Following the visit of President Rustam Minnikhanov of the Russian republic of Tatarstan to Malaysia in December and the signing of a memorandum of understanding (MoU) in Kuala Lumpur between the Tatarstan government.
Following the visit of President Rustam Minnikhanov of the Russian republic of Tatarstan to Malaysia in December and the signing of a memorandum of understanding (MoU) in Kuala Lumpur between the Tatarstan government, the local IFC Linova, Malaysia’s Amanah Raya Berhad Group and Kuwait Finance House Malaysia (KFH Malaysia) whereby the parties would cooperate in facilitating the issuance of the debut sovereign sukuk of Tatarstan, work on the feasibility study on the sukuk origination is set to start this month.
The study, which will be conducted by Amanah Raya Investment Bank, a subsidiary of Amanah Raya Berhad Group (the Malaysian government owned trust administration and inheritance legacy company), KFH Malaysia and IFC Linova will consider a range of issues including potential asset pools to be securitized in Tatarstan; the type of sukuk structure to be used; the possibility of a sukuk program as opposed to a single transaction; tax neutrality and enabling legislation on trusts and special purpose vehicles etc.
President Minnikhanov’s delegation included Iskander Muflikhanov, the economic adviser to the president; Ivan Yegorov, director general of Holding Company Ak Bars; Linar Yakupov, director general of IFC Linova; Yevgeny Tikhturov, head of the Tatneft Financial Board; and Yevgeny Pronin, deputy director general of Kamaz, the truck and transport manufacturing giant of Russia.
The MoU and the possibility of a Tatarstan sukuk origination in 2011 are just some of the developments on Islamic finance to emerge out of Russia. Indeed, Tatarstan is the most proactive Russian republic in this context which is manifested through its close relationship with the Islamic Development Bank (IDB) Group.
The IDB last year, for instance, established a joint venture Tatarstan Islamic Investment Company with the government in Kazan. Normally, it would be the IDB’s private sector funding arm, the Islamic Corporation for the Development of the Private Sector (ICD), that would be the equity investor. In this case it is the IDB itself.

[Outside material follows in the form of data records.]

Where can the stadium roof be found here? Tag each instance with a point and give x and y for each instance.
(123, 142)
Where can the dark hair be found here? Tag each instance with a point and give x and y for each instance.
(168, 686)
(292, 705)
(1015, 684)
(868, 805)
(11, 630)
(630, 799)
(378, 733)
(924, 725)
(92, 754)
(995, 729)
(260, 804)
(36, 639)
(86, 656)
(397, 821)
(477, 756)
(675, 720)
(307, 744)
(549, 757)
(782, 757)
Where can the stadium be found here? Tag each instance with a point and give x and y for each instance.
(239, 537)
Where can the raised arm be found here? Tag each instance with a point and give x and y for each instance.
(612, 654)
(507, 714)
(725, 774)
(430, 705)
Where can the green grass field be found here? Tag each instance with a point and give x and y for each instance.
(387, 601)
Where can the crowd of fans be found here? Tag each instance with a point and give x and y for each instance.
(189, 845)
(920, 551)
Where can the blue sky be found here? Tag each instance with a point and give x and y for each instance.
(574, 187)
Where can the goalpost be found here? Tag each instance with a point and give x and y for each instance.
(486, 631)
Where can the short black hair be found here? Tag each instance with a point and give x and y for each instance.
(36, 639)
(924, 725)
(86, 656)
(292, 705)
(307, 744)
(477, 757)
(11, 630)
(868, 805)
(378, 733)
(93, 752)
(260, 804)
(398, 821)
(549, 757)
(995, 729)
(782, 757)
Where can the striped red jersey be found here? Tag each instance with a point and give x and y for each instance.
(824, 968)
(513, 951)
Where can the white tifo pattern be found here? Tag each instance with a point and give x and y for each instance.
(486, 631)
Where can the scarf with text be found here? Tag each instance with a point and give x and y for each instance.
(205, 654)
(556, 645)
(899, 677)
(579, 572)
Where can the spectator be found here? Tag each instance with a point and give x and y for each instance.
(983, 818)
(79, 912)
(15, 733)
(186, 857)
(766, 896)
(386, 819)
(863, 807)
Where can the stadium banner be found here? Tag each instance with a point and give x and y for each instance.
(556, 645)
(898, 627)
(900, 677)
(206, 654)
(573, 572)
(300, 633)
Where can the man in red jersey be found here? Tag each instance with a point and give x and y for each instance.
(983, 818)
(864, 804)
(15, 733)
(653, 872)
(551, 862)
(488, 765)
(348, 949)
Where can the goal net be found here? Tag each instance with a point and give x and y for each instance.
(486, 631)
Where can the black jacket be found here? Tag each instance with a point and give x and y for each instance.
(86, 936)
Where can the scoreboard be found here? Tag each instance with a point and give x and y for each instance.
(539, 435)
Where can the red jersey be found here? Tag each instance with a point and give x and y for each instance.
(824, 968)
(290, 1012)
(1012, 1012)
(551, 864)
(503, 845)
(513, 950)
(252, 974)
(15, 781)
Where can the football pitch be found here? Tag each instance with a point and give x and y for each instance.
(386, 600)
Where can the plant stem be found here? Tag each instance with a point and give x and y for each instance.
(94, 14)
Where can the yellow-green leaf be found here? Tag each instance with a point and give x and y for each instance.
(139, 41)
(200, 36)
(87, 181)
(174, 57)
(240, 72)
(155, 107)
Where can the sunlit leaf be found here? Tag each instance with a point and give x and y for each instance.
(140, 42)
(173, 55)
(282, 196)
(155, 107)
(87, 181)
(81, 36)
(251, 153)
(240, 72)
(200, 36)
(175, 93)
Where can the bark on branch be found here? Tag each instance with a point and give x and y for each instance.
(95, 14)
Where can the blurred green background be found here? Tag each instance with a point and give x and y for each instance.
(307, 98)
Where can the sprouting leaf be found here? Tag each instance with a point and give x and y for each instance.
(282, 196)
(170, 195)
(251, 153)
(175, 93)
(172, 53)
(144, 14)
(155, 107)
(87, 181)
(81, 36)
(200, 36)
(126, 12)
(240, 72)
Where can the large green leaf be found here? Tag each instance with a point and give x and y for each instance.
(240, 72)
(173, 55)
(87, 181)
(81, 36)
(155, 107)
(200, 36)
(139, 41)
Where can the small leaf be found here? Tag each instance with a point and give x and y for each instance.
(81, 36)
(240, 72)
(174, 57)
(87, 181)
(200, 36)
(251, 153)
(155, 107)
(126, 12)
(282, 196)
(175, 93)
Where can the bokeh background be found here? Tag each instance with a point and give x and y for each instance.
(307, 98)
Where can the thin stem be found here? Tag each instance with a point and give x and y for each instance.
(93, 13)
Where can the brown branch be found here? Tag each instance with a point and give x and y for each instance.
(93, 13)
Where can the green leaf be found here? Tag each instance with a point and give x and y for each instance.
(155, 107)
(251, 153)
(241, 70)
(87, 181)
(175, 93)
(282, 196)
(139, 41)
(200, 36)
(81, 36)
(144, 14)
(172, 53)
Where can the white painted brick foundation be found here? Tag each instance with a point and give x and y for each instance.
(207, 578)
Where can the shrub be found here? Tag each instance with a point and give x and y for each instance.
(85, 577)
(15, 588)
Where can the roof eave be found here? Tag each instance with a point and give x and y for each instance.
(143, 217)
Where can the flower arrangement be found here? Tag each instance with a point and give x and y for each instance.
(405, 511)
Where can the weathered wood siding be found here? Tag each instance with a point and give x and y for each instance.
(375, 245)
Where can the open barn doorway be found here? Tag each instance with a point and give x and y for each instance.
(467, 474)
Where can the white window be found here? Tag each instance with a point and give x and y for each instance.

“We are not allowed under our articles of memorandum to investment in the equity of companies in non-IDB member countries. So we are managing the investment on behalf of the IDB. In Tatarstan all the set up was done by ICD. When it came to the commitment stage, the IDB stepped in, because it has this mandate to promote Islamic finance globally and to help Muslim communities anywhere,” explained Khaled Al-Aboodi, CEO of ICD.
Al-Aboodi is very optimistic about the fit between Islamic finance and republics such as Tatarstan, albeit this is dependent on a number of factors including the willingness of state and national governments and regulators to embrace and facilitate the introduction of Islamic finance in their jurisdictions through enabling legislation, tax neutrality measures for such products and through regulatory and legal frameworks.
Russian businessmen and corporates see huge potential for the involvement of Islamic finance and investment in the Halal business space, which is nascent in Russia and the CIS region, despite its huge combined Muslim population of over 150 million. Halal business includes establishment of Islamic financial institutions such as banks, asset management companies, small ticket leasing companies; Halal food manufacturing businesses; Halal restaurants and supermarkets etc.
In November, in fact, the first Halal industrial park in Russia called Baltach was launched in Kazan, the capital of Tatarstan and which forms part of the larger Kazan Halal Hub. The park will house small and medium-sized enterprises (SMEs) involved in the Halal business industry. The main goal of the project is the processing of agricultural, livestock and meat processing products, grown and reared by surrounding local farmers. This would be in cooperation with foreign firms with proven expertise in the sector.
The promoters, which include IFC Linova and Amanah Raya Group Berhad of Malaysia as the main investor, stress that Baltach Halal Industrial Park will boost the SME sector in Tatarstan; will bring economies of scale to companies involved in the sector; will provide much-needed consultancy services to local entrepreneurs and employment and product quality assurance. The initial investment in the Baltach project is 150 million rubles and the project will be managed by a holding company called NHIDC, whose financing and investment activities of local companies and other partners will be exclusively under Islamic financial contracts such as Murabaha, Ijara, Musharaka, Mudaraba, Istisna and Wakala.
Indeed, investing in the Halal business activity is a major theme of the Kazan Summit 2011 which will be held in June and which will comprise a Halal Business Exhibition and Forum; an Islamic finance conference; and an investment and business conference.
According to the organizer of the summit, IFC Linova, the main objectives of the summit are to identify strategic development prospects of international economic relationships between Russia and Muslim countries; to develop cooperation in the sphere of direct investments in private sectors of Russia and Muslim countries; and to facilitate discussions and development of Islamic finance in Tatarstan, Russia and the CIS.